LSTM memory consumption issue

Nathan_Goedeke · March 27, 2022, 10:40pm

Hello,
I have a network that uses 8 LSTM layers of size 512 each, with a batch size of 1024 and a seq length of 512. The result seems to cause python to use 100% of memory and cause my PC to freeze up, even though I have upgraded to 32 GB of RAM.
I am using a large batch size because I have a very large training dataset so it seems to make sense to get through the data quicker. When I make a smaller batch size and seq length then it doesn’t freeze up, but is unreasonably slow.

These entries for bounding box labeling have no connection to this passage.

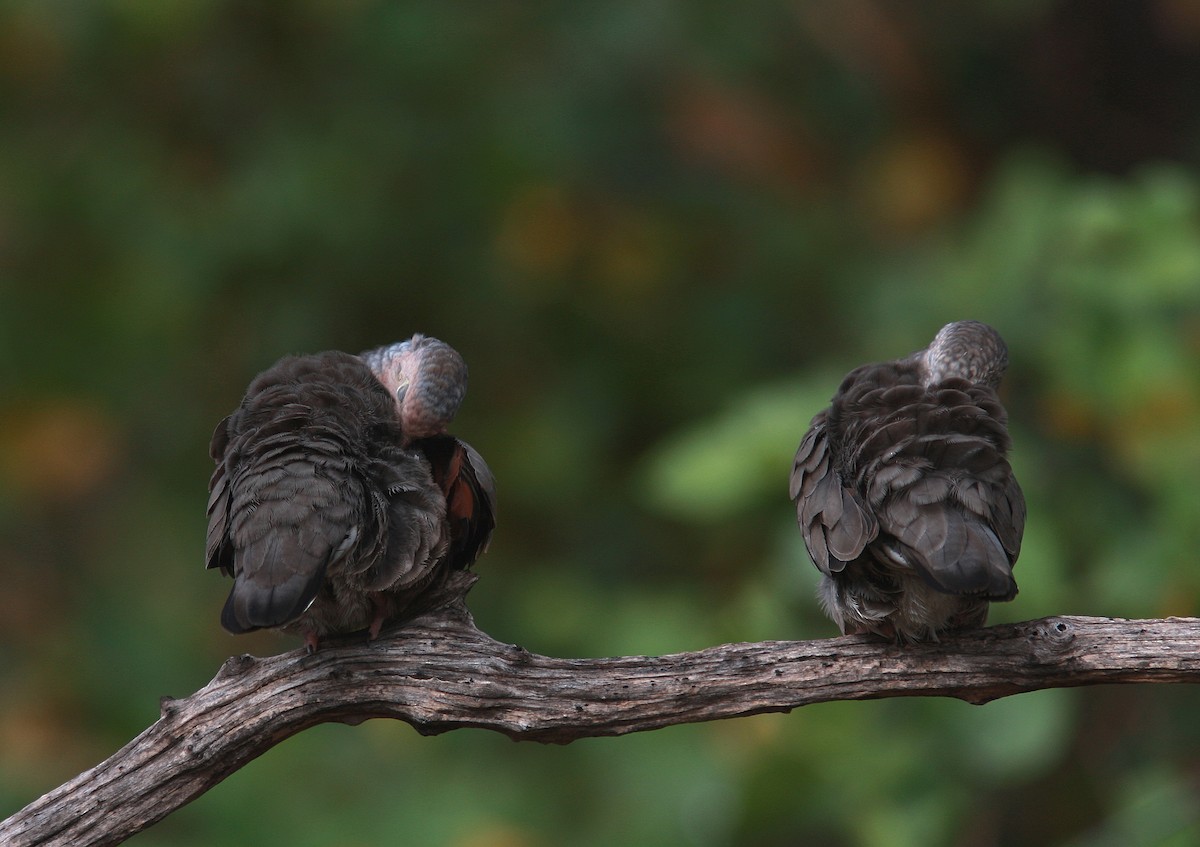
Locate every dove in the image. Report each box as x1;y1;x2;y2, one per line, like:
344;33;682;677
206;335;496;653
790;320;1025;642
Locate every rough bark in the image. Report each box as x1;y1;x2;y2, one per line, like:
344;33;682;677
0;607;1200;847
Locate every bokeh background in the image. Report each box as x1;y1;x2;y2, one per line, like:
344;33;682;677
0;0;1200;847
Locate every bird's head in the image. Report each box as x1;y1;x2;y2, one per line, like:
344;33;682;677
362;335;467;441
918;320;1008;389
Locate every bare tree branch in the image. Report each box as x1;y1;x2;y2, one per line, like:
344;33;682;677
0;606;1200;847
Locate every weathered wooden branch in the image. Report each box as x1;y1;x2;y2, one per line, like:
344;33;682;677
0;606;1200;847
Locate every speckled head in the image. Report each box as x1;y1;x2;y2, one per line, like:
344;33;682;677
362;335;467;440
918;320;1008;389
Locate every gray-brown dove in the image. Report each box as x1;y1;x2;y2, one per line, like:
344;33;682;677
206;335;496;651
791;320;1025;641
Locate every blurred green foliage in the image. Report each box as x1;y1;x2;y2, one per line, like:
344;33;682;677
0;0;1200;847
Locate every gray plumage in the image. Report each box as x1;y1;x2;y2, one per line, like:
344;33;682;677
791;320;1025;641
206;336;496;649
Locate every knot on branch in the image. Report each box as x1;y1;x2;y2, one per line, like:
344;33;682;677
1028;618;1075;662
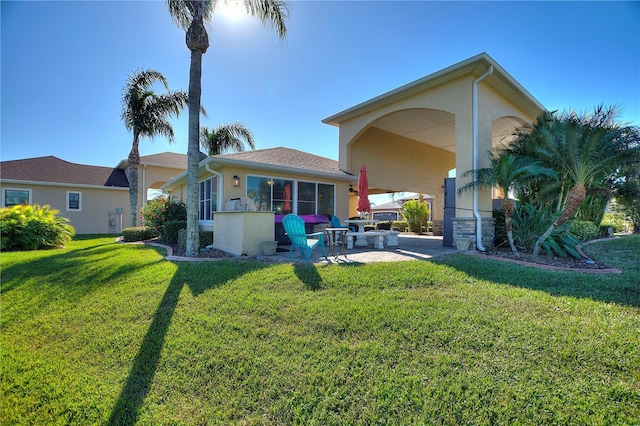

Is there a way to have PyTorch not consume so much memory?
Would it help if I increased the RAM again? It seems like it made no difference
Is the size of the batches and / or architecture unreasonable? My limited experience with RNNs seems like the architecture isn’t that big, but maybe I’m mistaken

Thanks,
Nathan

ptrblck · March 28, 2022, 2:24am

Based on your description I guess that either the swap is used as your RAM is already full or the process gets indeed stuck and the OS should kill it.

If your current training really needs this amount of memory, there wouldn’t be a workaround besides e.g. lowering the batch size or using torch.utils.checkpoint to trade compute for memory. Check if you are storing unnecessary data and could remove it.
Maybe, but you should check how much the memory usage increases depending on the batch size. E.g. check the RAM usage for a batch size of 1, 2, 3, … and try to estimate how much memory would be needed for your desired batch size.